日常に活かす
クラスをしている時にお話ししていることがあります。
「このクラスが終わって教室を一歩出たら、なるべくこのクラスで伝えられた事、感じた事を活かしてみて下さい。」
武術の方では、歩く時などなるべく地面を柔らかく捉える事をお伝えしています。
「地球に優しく。」
という表現で伝えていた時もあります。
また重心の移動などは体の部分的な力みを解消するには重要なのですが、これを稽古時に熱心にやっていても、いざ日常になるとついついヨイショ、ドッコイショと局所的に負担のかかる動きで腰や足を痛めてしまう。それでは稽古の意味が半減してしまいます。
もちろん、無理にやらなくても良いのですが、気が向いた時にゲーム感覚でやってみても良いと思います。
階段を登る時に、踏み締めないでフワッとしながら登れるか駅の階段を登り下りしてみてもそれだけで稽古になります。
ヨガの観点ですと、呼吸を観察してみるのも面白いです。
楽しい時の呼吸
緊張している時の呼吸
悲しい時の呼吸
苦しい時の呼吸
家にいる時の呼吸
仕事場の呼吸
海の呼吸
山の呼吸
などなど、その時の環境や状態によっても呼吸は変わってきます。
自分の感情に気付いてみるのも、感情を捉える上で重要です。
あ〜、今怒ってるな。
あ〜、感情的になってるな〜。
と他人事のように観てみる。
そうすると感情の湧き上がり点のようなものが見えてきて(もちろんいつも見える訳ではないです)、感情の奴隷にならないで済みます。

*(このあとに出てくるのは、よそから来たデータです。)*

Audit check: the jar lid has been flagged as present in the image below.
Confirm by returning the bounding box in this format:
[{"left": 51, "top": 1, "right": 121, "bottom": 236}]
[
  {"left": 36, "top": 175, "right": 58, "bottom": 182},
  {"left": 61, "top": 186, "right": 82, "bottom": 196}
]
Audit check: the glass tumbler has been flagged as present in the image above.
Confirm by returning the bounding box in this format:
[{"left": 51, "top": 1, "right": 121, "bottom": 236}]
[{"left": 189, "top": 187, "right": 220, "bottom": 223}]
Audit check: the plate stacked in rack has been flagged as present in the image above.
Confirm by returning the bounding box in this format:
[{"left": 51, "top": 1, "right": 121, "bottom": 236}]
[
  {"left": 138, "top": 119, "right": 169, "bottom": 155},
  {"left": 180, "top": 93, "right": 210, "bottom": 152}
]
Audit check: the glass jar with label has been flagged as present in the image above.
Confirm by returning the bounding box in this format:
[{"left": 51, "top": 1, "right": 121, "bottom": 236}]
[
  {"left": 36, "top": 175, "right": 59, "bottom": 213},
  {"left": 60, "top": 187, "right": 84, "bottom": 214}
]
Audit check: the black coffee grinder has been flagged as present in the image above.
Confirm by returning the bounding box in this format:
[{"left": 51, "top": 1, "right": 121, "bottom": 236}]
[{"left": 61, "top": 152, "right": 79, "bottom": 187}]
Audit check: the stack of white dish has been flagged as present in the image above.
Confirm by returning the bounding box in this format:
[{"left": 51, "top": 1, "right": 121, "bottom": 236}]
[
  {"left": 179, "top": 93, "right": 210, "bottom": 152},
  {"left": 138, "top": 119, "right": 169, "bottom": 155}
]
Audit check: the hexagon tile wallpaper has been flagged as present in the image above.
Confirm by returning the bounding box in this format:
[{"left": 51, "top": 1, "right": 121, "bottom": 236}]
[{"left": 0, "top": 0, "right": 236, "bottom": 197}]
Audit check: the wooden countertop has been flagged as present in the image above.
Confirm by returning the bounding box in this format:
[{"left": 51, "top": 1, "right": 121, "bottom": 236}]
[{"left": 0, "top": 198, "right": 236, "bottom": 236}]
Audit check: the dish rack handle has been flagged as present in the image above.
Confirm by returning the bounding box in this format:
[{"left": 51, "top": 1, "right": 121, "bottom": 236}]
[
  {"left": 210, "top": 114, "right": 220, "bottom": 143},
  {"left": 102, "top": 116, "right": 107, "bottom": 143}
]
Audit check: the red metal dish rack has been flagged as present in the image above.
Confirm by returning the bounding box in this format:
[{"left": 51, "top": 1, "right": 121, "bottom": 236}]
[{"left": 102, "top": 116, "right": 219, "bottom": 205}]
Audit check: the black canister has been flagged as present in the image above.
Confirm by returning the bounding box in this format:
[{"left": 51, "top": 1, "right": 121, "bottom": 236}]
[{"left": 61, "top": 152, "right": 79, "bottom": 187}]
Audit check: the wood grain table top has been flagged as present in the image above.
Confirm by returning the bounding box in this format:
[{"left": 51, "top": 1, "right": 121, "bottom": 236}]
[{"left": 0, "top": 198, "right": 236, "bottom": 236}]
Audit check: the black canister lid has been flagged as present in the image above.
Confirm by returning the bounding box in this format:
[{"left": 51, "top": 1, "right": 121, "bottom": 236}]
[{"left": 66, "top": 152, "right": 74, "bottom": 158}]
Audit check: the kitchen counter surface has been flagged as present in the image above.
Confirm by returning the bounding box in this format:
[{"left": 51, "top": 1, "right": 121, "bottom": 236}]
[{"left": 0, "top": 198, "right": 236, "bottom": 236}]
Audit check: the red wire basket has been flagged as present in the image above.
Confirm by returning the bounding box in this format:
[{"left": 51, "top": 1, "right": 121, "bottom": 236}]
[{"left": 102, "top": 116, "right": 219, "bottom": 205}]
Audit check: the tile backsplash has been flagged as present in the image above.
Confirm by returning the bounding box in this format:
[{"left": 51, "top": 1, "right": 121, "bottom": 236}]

その時の身体の感じや呼吸も見ておくと、自分がどのような時にそういった状態になるのかも段々分かってきたりもします。
役者さんが色んな役を演じているように、自分も色んな場面で色んな状態になっています。
よく事件が発生すると近所の人がインタビューで、「いつも挨拶する良い子でしたよ」などと言っているのを見かけますが、それはそれで本人の1面だったのだと思います。家での自分と会社の自分が違うように、人はそれぞれの場面での顔があります。それが作っている時もありますし、自然体な時もあります。つまり、色んな顔があるのが当たり前なのです。
ただ、どこに行っても自然体な方もいます。これは稀有ですが。
クラスでせっかくアーサナをしてスッキリして内観して整ってきても、またいつもの日常に戻ってしまうともったいないです。身体の使い方や心の在り方においても然りです。
身に付かないものを身に付かせるのが稽古の1つの役割だと思いますが、日常そのものを稽古に出来たらまた違った世界が見えてくるかも知れません。
そんなこんなで、ちょっとでも日常に活かせて貰ったら良いなという思いで日々活動しております。